特に、レンジャーズ先発のジョーダン・モンゴメリーは、ポストシーズンのミニッツメイドパークでアストロズ打線相手に、7回途中5安打無失点と出色のパフォーマンスを披露。また、バトンを受けたブルペンも2回2/3を3人で継投し、アストロズ相手に完封リレーを完遂する好リリーフを見せた。

一方、アストロズ先発のジャスティン・バーランダーも、7回途中6安打2失点で、クオリティスタートの達成はもとより、あと一死奪っていればハイクオリティスタート達成という好投で役割を果たしており、この試合の勝敗は、単純に相手を上回ったレンジャーズ投手陣の快投がその行方を決める格好となった。

ただ、敢えてターニングポイントを1つ挙げるとすれば、8回の攻撃でアストロズが許した併殺プレーということになるだろう。

アストロズは2点を追う状況で迎えた8回裏の攻撃で、先頭打者のホセ・アルトゥーベが相手2番手のジョシュ・スボーツから四球選んで出塁すると、続いて打席に入ったアレックス・ブレグマンは、代わってマウンドに上がったアロルディス・チャップマンと対峙することに。

『安定した制球力』という言葉とは無縁のチャップマンにとって、選球眼のあるクラッチヒッターのブレグマンは見るからに相性の悪そうな相手であり、事実、ブレグマンはカウント2-1からホームラン性の大飛球を左中間へ放った。

しかし、フィールドの一番深いところへ飛んだ打球をルーキー右翼手のエバン・カーターが値千金のジャンピングキャッチでアウトにすると、中継を挟んで2塁へ返球。1塁走者のアルトゥーベは、1塁へ帰塁し、一旦はこれが認められるも、レンジャーズがチャレンジした結果、2塁を回っていたアルトゥーベが1塁へ帰塁する際、2塁を踏み直していないことが判明し、併殺プレーが成立することとなった。

これで、一死1塁ではなく二死走者なしと、ある程度プレッシャーのない状況でアルバレスと対戦できたチャップマンは、結果的にことなきを得たのである。実際、現地放送で解説をしていた往年の名投手であるジョン・スモルツも、「一死1塁ではなく二死走者なしでアルバレスと対戦できると、投球の自由度が格段に違ってくる」という趣旨のコメントをしていた。

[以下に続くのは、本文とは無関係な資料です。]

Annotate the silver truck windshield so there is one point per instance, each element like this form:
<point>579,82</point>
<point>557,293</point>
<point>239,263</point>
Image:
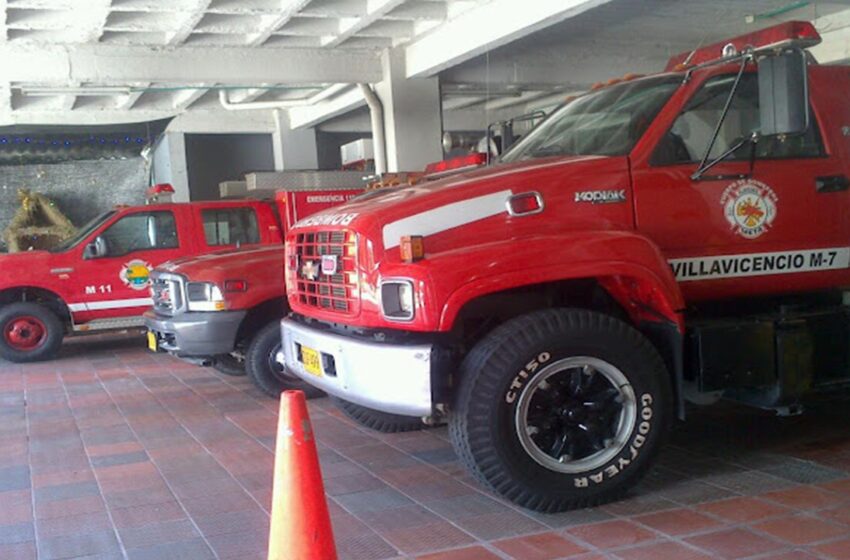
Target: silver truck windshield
<point>82,233</point>
<point>608,122</point>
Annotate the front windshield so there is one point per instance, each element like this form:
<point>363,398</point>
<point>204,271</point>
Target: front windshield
<point>608,122</point>
<point>82,233</point>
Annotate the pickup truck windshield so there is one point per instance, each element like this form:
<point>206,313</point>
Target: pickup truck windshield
<point>608,122</point>
<point>82,233</point>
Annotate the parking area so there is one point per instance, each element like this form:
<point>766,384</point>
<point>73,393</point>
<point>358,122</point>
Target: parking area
<point>113,452</point>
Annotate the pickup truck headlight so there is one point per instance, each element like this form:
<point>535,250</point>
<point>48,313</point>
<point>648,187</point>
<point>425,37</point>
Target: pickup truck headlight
<point>204,296</point>
<point>397,300</point>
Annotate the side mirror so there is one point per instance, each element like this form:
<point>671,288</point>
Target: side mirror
<point>783,94</point>
<point>95,249</point>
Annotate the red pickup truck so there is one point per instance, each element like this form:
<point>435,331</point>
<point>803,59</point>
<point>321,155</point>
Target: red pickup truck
<point>99,279</point>
<point>222,309</point>
<point>683,236</point>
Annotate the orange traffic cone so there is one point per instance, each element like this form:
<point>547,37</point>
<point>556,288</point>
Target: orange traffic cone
<point>300,522</point>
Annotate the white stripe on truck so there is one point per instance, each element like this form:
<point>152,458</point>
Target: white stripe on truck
<point>446,217</point>
<point>110,304</point>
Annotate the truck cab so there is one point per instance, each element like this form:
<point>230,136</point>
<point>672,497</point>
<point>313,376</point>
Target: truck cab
<point>661,239</point>
<point>99,279</point>
<point>223,309</point>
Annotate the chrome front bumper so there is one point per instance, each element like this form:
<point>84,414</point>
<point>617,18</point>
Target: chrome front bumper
<point>385,377</point>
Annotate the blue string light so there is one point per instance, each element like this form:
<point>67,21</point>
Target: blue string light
<point>77,141</point>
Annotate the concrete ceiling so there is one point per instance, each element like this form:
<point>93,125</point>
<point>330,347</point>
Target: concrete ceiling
<point>620,37</point>
<point>88,61</point>
<point>111,61</point>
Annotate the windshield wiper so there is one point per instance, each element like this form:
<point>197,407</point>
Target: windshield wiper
<point>552,150</point>
<point>705,165</point>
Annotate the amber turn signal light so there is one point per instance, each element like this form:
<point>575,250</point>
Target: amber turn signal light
<point>412,248</point>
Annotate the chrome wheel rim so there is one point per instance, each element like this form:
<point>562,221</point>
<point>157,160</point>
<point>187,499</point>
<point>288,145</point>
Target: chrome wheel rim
<point>576,414</point>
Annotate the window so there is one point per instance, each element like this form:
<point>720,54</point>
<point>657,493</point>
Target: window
<point>608,122</point>
<point>230,226</point>
<point>690,135</point>
<point>140,232</point>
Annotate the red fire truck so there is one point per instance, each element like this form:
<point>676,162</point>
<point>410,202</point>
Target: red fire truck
<point>680,236</point>
<point>99,279</point>
<point>222,309</point>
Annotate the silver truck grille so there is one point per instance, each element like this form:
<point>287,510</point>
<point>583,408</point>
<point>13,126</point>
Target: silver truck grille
<point>167,293</point>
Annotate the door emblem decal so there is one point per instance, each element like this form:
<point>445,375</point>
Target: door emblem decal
<point>749,207</point>
<point>136,274</point>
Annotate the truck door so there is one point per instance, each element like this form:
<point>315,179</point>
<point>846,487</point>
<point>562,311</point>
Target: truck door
<point>111,280</point>
<point>735,231</point>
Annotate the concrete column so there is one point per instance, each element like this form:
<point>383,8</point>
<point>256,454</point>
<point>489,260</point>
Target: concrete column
<point>293,149</point>
<point>169,165</point>
<point>412,115</point>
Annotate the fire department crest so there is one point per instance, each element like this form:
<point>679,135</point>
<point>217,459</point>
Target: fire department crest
<point>136,274</point>
<point>749,207</point>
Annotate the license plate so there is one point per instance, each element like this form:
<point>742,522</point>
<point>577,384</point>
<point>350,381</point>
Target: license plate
<point>152,345</point>
<point>311,360</point>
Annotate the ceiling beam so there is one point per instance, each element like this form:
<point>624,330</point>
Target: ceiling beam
<point>184,99</point>
<point>193,18</point>
<point>311,115</point>
<point>836,38</point>
<point>112,64</point>
<point>200,121</point>
<point>278,21</point>
<point>375,10</point>
<point>484,28</point>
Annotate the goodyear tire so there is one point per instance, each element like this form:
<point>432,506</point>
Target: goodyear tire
<point>561,409</point>
<point>29,332</point>
<point>377,420</point>
<point>228,364</point>
<point>268,375</point>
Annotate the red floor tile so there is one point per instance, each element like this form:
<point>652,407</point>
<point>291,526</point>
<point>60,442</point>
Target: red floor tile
<point>662,551</point>
<point>800,529</point>
<point>804,497</point>
<point>611,534</point>
<point>743,510</point>
<point>471,553</point>
<point>678,521</point>
<point>734,543</point>
<point>837,550</point>
<point>545,546</point>
<point>842,486</point>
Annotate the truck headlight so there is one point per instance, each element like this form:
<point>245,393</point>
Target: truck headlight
<point>397,300</point>
<point>204,296</point>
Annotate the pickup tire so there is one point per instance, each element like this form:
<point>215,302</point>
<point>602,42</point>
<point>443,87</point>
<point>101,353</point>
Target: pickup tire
<point>228,364</point>
<point>29,332</point>
<point>377,420</point>
<point>561,409</point>
<point>267,374</point>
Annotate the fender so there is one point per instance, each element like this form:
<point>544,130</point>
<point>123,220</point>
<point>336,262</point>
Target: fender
<point>629,266</point>
<point>9,289</point>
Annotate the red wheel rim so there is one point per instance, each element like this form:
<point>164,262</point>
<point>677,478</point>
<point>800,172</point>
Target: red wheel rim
<point>25,332</point>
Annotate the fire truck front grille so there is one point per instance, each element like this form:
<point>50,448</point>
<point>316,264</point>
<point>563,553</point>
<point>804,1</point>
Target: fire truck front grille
<point>325,270</point>
<point>167,294</point>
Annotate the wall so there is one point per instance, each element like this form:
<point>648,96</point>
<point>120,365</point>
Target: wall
<point>213,158</point>
<point>81,189</point>
<point>328,145</point>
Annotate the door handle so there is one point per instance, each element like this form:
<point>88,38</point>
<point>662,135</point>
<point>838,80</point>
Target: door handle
<point>833,183</point>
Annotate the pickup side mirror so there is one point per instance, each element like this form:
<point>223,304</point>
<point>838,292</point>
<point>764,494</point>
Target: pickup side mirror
<point>783,94</point>
<point>95,249</point>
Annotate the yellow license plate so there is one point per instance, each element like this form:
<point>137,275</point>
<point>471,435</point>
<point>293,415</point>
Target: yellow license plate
<point>152,345</point>
<point>311,360</point>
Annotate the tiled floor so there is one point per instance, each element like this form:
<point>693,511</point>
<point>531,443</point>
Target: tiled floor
<point>112,452</point>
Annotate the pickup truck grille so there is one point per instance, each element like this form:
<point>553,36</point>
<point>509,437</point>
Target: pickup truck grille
<point>317,254</point>
<point>167,293</point>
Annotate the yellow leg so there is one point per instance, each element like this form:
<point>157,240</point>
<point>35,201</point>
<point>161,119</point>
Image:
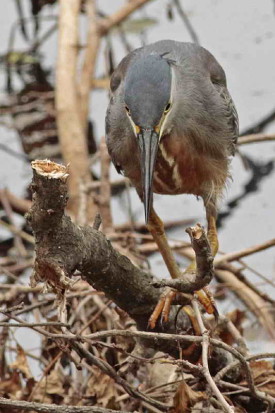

ちなみに、スモルツはアルトゥーベの帰塁について、「あと2、3歩先へ(3塁方向へ)進んでいれば、自動的に2塁を踏めていただろう」と解説している。確かにリプレーで見ると、アルトゥーベは半歩ほど3塁方向へ進みかけたところで、慌てて2塁をまたぐ形で1塁へ戻っており、もしかすると2歩と言わず、歩幅の大きな1歩であっても、無事2塁を踏みなおすことができていたかもしれないと思わせるほど、それは微妙な間合いだった。

結果として、このワンプレーが勝敗を分けたわけではないが、これは試合後の酒のアテにするには、十分すぎるほど、ベースボール的な含蓄を感じさせる場面ではあった。短期決戦のポストシーズンは、こういうワンプレーの持つ意味合いの大きさが虫眼鏡的に拡大されるところに、それならではの面白さがあると言えるだろう。